Since I was five years old, I have dreamed of running away to Africa with a camera, where I would live for months among the animals taking their pictures.
It should come as no surprise, then, to learn that my favorite after school activity was watching nature programs on PBS, while having a snack in front of the TV. I wanted to be just like Jane Goodall, and I would sit for hours watching mourning doves or ground squirrels. Truth is I still have a journal of observations from stalking Canadian geese that lived in a pond at the school where my mother took classes.
When I had saved long enough to afford a Nikon D80, I decided to take the new camera for a spin and took a walk around my hometown of Chicago with my husband and our dog Stella. Our route took us to the corner of Wacker and LaSalle on the Chicago River, a favorite hangout for pigeons and a good place to shoot a favorite building of mine.
Luckily for me, the sun peeked through the early spring clouds as I reached the corner. The sun, close to setting, lit the building perfectly in hues of orange and red. I shot the building, but I soon turned my attention to the pigeons, which were everywhere and partly in my way. It was after watching the pigeons for just a second that it was clear this was mating season. My childhood love of animals and dreams of an African safari took over, and I turned my camera on the birds.
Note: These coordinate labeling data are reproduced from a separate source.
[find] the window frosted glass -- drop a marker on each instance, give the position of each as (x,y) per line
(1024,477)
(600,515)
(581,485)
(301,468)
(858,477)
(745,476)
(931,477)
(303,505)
One male in particular caught my eye because he was relentless in trying to win over a certain female.This female didn’t seem to be anything special; her feathers where not silky or smoothed down. In fact, of all the birds there she looked kind of homely. While other males were wooing, jumping from girl to girl, this one had chosen this girl for himself. He was steadfast in his courting, fully willing to invest whatever time it took to tame his shrew. No other males paid this lowly-looking female any mind. Perhaps it proves each of us really only needs one true love.